Volume 14, Number 04
THE HONEY POT
MONTGOMERY COUNTY BEEKEEPERS ASSOCIATION
Montgomery County, Maryland
PRESIDENT'S LETTER by Leon Vandenberg
We just finished our short course. We had approximately 100 new beekeepers signed up to take the class and most of the original attendees finished the class. I want to thank Tracey Waterman for once again doing a super job in organizing the class and the speakers. I will have to admit, even though I have been keeping bees for a few years, I still learn from the speakers of these classes. Since the class, we have continued with mentoring at our apiary at Brookside Nature Center, demonstrating how to install packages. Quite a number of new beekeepers were in attendance, many who went right from Brookside to their own yard to install their own packages. It was really good to see the enthusiasm and the questions these beekeepers had.
On another front, it looks as if Brookside Nature Center still will not be available for our April meeting. Unless you hear otherwise, we will once again hold our meeting at the Holiday Senior Center. We did not want to cancel this meeting as we just graduated our new class of beekeepers and by that time we all will have been working our hives. I am expecting that all of us will be facing both good and bad circumstances with our hives and will lead to a lot of discussion on what we did or could have done.
Over the last couple of months; Maureen, Dara, Phil and myself have been working on improvements with our website. In the very near future you will start seeing some of the changes.
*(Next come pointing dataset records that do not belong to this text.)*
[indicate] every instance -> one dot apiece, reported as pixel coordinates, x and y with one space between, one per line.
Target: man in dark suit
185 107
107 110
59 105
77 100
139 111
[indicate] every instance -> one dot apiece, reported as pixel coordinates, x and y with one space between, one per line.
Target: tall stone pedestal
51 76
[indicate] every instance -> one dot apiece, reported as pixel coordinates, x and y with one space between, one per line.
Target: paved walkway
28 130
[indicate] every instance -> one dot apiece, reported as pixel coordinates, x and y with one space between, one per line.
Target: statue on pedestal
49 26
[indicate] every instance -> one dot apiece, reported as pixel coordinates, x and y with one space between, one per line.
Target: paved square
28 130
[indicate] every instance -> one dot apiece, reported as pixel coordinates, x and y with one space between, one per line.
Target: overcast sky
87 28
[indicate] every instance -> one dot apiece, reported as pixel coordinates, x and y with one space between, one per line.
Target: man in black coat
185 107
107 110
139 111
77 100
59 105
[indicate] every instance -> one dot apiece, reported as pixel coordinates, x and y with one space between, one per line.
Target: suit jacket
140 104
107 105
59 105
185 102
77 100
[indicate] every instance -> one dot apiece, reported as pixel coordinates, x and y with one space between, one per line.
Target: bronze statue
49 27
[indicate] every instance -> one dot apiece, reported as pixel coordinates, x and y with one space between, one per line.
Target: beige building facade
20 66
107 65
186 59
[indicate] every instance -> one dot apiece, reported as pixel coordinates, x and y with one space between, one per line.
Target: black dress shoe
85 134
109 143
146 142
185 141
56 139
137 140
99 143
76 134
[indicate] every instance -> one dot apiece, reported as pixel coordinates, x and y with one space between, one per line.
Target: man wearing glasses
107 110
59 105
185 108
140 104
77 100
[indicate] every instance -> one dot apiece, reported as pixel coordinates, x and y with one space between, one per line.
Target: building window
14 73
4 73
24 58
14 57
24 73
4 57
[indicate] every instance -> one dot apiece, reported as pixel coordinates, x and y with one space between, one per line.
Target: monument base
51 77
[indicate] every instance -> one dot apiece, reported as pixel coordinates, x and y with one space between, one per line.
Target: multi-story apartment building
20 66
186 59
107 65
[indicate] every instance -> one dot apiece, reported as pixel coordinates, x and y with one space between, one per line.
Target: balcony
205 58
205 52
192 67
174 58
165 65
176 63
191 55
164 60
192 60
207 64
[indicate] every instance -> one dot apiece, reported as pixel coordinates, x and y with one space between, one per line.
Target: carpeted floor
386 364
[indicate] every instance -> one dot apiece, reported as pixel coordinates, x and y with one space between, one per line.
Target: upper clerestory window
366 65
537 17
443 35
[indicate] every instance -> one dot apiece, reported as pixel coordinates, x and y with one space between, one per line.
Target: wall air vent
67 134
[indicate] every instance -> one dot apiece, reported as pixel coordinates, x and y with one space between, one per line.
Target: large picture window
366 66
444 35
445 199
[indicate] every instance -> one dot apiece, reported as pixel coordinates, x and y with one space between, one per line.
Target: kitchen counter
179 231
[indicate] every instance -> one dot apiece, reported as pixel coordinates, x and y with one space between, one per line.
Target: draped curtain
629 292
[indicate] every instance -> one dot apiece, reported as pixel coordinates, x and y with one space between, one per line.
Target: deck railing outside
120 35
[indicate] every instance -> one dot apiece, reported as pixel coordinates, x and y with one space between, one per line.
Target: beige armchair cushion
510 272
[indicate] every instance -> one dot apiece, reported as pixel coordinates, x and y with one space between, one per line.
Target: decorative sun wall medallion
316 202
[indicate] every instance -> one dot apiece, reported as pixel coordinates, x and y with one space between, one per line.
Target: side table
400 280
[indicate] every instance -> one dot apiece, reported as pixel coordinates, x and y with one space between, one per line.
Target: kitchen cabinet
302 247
We now can accept credit card payments via the website for things such as membership or class registration.
We will be setting a date for a spring barbecue at our next board meeting and I will get that date out to everybody as soon as it is set. We are also going to be working with the Sentinel Hive Project as we did last year. The data they collect across the nation helps each of us who are keeping bees. In this region, beekeepers have loss approximately 40% of their hives each of the last couple of years. I am hoping that, with the information they are collecting, we can reduce this number down.
Pam Hepp has been getting a lot of requests for beekeepers to speak to school groups, scout groups, senior groups, church groups and the list goes on. If anyone is interested in speaking please let her or I know. In the past, I have done a few of these and will be speaking to a cub scout group this month. You know much more than the attendees of the group you will speaking to and Pam has all kinds of information that you can take along. In the past, I’ve even borrowed a demonstration box from Jim Fraser and installed a frame of my bees for a show and tell. This works very well when you are speaking to children as it is probably the most attention-getting thing you could bring with you.
Until next month
How Do Honey Bees Differ from Other Bees?
Presented to MCBA at the March 8, 2017 meeting by Timothy M. McMahon, EAS Master Beekeeper, Georgia Master Beekeeper
Curated for the MCBA website by Maureen Jais-Mick
As MCBA members, while we have a primary interest in the honeybee, the environment in which apis mellifera lives and makes honey for us is the same one in which thousands of other species of native bees pollinate and perpetuate a diverse variety of plants.
A few bee facts:
- There are 20,000 bee species
- There are 4,000 bee species in the U.S.
- There are 430 bee species in Maryland
- 90% of all bee species are solitary
- 10% are colonial (like the honeybees)
- 70% of species nest in the ground
So how are honeybees different from the other thousands of bee species? While they have much in common, apis mellifera has the following combination of factors that sets it apart:
- They have barbed stingers
- They have hair on the eye
- The males look different from female
- They progressively feed their larva (instead of sealing food in with the larva and leaving)
- They are cavity nesters (about 30% of bees nest in a cavity)
- They make honey (only bees that over winter make honey)
- They make and use comb
- They swarm
- They are polyandrous (queens mate with many different drones)
- They are colonial (live in groups)
- They have a corbicula (pollen basket)
- They do not hibernate or go into a period of dormancy
- They do the waggle dance to share information with hive mates
As Tim talked about each item on the list of differences, attendees were able to ask questions and better understand why each attribute is used by honeybees and how each species of bees uses its unique physical attributes to pollinate or derive benefit from the plants in which it specializes. It was a fascinating talk, illustrated with amazing photographs from the work Tim has done with bees in South America and as a volunteer in entomologist Dr. Sam Droege’s lab.